Autoregressive Flows

Define

x_i = h\big(u_i;\eta_i(x_{1:i-1})\big), \qquad i=1,\dots,D.

Then the Jacobian is triangular:

\frac{\partial x_i}{\partial u_j}=0 \qquad \text{for } j>i,

Why The Mask?

A naive approach would use D different neural networks, one for each conditioner \eta_i.
MAF uses one shared network instead.
This network takes x as input and outputs all conditioner values \eta_i at once.
The mask zeroes connections from x_j to \eta_i whenever j\geq i so \eta_i still depends only on x_{1:i-1}, but parameters are shared.
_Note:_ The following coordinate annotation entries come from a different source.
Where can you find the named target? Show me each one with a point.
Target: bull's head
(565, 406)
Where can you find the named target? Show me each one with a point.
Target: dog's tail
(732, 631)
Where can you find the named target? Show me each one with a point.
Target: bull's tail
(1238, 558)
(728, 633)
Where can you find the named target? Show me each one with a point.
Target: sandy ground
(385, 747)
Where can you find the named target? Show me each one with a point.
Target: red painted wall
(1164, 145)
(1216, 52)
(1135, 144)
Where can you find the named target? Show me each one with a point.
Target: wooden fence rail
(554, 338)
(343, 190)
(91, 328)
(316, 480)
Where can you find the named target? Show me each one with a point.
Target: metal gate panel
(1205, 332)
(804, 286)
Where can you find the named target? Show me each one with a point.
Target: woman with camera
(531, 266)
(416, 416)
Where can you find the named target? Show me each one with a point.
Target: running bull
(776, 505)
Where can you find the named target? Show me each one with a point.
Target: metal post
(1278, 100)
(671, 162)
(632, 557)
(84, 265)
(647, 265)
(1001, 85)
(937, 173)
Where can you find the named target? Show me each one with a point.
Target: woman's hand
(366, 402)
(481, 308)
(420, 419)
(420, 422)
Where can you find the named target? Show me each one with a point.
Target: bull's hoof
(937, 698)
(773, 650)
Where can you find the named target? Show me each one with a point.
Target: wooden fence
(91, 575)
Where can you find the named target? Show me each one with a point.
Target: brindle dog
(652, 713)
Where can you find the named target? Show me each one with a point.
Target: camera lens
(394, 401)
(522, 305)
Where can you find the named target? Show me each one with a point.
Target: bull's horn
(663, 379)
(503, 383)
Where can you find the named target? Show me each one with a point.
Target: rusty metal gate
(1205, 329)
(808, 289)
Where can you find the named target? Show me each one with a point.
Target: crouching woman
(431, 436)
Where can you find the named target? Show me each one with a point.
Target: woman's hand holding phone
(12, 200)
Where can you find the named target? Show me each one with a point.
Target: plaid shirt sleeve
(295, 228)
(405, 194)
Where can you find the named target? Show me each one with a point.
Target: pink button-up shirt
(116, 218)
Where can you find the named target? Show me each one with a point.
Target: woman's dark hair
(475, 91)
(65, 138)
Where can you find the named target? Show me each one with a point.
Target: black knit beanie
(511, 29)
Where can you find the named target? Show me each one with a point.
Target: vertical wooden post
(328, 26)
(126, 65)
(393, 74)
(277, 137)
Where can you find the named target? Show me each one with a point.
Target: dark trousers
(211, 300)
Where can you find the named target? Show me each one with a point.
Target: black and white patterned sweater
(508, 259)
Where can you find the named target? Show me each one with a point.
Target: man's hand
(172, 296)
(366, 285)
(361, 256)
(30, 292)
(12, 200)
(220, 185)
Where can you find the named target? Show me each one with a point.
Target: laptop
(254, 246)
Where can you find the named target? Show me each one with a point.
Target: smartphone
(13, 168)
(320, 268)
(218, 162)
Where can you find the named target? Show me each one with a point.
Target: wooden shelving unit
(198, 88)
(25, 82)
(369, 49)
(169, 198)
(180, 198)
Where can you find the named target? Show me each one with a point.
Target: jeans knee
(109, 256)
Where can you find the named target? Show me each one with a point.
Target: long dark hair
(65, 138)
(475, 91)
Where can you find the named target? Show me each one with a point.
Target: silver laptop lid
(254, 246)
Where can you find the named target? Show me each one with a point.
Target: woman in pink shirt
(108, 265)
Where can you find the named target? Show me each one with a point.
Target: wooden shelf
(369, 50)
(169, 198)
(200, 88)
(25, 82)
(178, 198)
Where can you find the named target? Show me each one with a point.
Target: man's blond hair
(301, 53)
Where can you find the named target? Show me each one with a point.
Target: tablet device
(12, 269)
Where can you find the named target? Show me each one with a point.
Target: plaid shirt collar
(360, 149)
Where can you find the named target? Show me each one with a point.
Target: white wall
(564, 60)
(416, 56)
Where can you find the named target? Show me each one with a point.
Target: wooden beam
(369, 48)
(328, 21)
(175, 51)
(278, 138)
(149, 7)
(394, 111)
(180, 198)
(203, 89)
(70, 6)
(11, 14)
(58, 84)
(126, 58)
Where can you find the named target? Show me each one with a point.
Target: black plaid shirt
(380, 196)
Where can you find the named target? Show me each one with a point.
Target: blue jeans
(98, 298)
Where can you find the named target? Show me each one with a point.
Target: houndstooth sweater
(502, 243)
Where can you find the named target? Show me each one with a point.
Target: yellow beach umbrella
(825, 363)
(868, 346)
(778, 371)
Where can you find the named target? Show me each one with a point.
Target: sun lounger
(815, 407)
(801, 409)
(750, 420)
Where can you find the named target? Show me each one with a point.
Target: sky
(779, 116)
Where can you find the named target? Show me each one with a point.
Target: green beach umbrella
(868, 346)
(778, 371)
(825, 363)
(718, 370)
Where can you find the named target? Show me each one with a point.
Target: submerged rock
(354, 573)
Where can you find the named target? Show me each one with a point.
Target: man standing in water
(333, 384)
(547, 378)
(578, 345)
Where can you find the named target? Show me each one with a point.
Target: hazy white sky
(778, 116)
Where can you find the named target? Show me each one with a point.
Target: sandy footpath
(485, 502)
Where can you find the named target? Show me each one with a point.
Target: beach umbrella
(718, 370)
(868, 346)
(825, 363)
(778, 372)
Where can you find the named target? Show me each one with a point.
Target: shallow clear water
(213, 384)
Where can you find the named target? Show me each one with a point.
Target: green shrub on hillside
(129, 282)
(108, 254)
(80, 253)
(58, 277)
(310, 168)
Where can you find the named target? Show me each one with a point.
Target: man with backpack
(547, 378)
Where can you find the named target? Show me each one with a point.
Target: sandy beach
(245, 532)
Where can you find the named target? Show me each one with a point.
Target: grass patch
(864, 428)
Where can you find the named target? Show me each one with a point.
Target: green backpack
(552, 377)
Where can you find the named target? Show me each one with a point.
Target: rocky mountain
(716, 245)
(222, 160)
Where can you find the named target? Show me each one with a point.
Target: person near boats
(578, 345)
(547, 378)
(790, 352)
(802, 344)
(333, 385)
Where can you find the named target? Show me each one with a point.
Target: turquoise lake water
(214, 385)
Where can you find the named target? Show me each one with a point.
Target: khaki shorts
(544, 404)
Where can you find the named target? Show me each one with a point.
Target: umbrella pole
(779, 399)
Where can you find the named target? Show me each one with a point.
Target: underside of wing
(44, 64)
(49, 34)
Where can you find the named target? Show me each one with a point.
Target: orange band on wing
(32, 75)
Masked Autoregressive Flows

u_i = h^{-1}\big(x_i;\eta_i(x_{1:i-1})\big), \qquad i=1,\dots,D.

Inverse x \mapsto u:
- one masked-network evaluation
- then D scalar inversions, usually closed form
- total: C_\eta + O(D)

Masked Autoregressive Flows

Log determinant:

\log \left|\det J\!\big(f^{-1}\big)(x)\right| = \sum_{i=1}^D \log \left| \frac{\partial}{\partial x_i} h^{-1}\big(x_i;\eta_i(x_{1:i-1})\big) \right|.

Cost C_\eta + O(D).

Masked Autoregressive Flows

x_i = h\big(u_i;\eta_i(x_{1:i-1})\big), \qquad i=1,\dots,D.

Forward map / sampling u \mapsto x:
- sequential, because x_i depends on x_{1:i-1}
- after generating x_1, we can compute x_2, then x_3, etc.
- total: roughly D\,C_\eta + O(D)

Illustration

A very simple visual comparison is in:

Notebook 1

Back to the Satellite Problem

The full SBI example is in:

Notebook 2 satellite_sbi/notebooks/minimal_sbi_satellite_joint_demo.ipynb

Conclusion

Simulation-based inference reduces the problem to learning p(\theta \mid x) from simulations.
Normalizing flows are useful because they keep exact densities and efficient sampling.